Andy expressed the most reluctance. “If he really ‘needs an ambulance,’ he can phone again, a proper call.” He directed his plaintive eyes my way. “But, hey, you’re the lead dog.”

I don’t consider myself a particularly reckless guy. I outranked Andy, but he had a few dog-years of experience over me. Besides, even dogs are savvy enough that they don’t appoint the head of the pack according to who has what certification. In spite of my reservations, I argued against my instincts, saying, “I don’t like it, but this is our job. We often respond to risky calls: crimes in progress, gunfights. In this instance, we don’t even know if there is any danger.”
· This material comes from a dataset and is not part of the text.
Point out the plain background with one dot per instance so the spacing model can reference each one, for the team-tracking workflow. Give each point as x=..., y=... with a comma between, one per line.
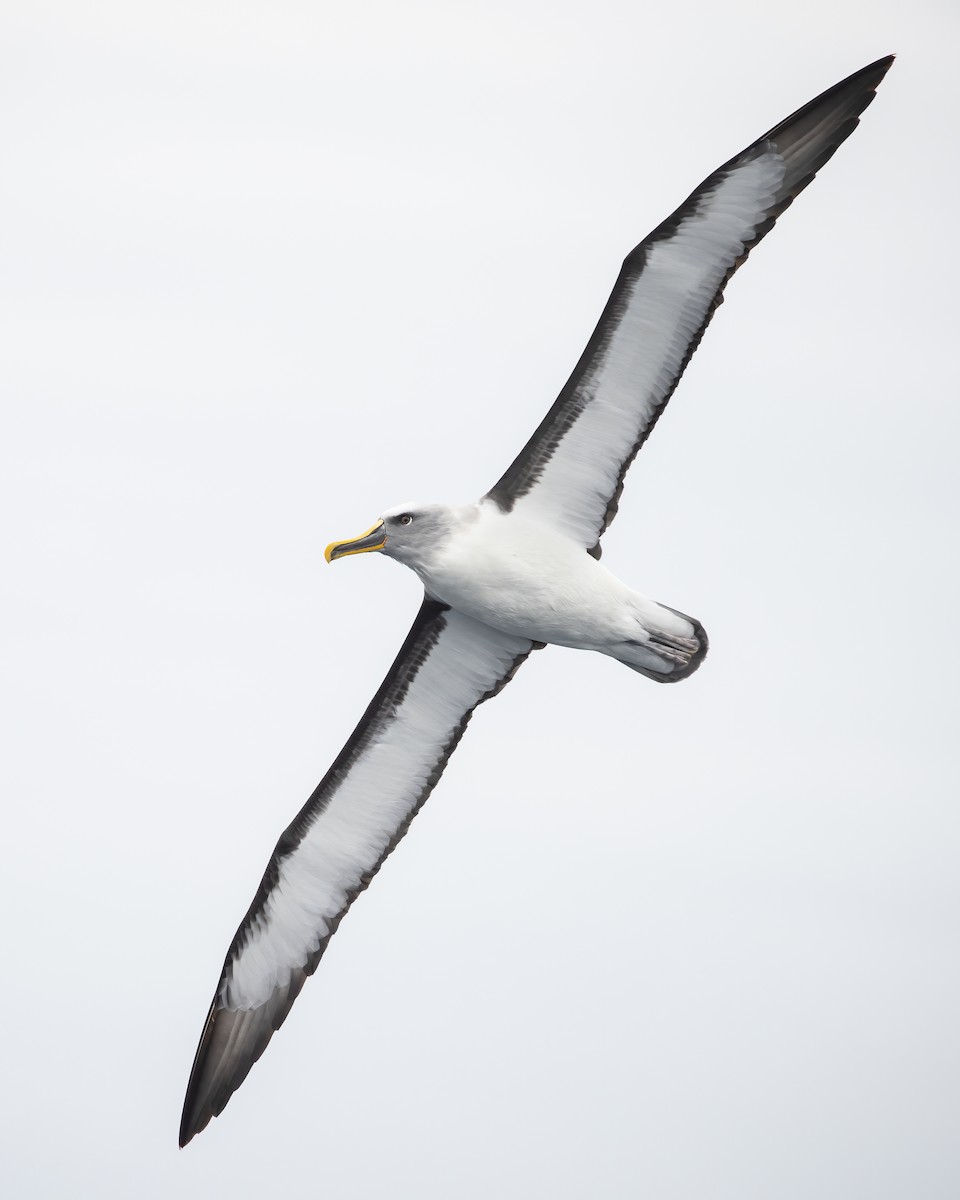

“During crimes in progress,” Andy said, “we’ve got the cops at our side. In the case of shootouts, we take cover outside the police perimeter. And we’re already well beyond the line of fire by staying put here.” Upon realizing I was determined, he raised his hands and jutted out his lower lip in mock surrender.

I instructed the desk clerk to inform the police of our destination. Not that it would make a difference. Without a reported crime the cops were hardly about to play babysitter or bodyguard.

I took the wheel and flipped on the emergency lights but not the siren. Andy kissed his St. Christopher medal. We headed out.

The lingering skim of sunlight slunk beneath the horizon. Our flashing lights cut a passage between the nose-to-nose traffic.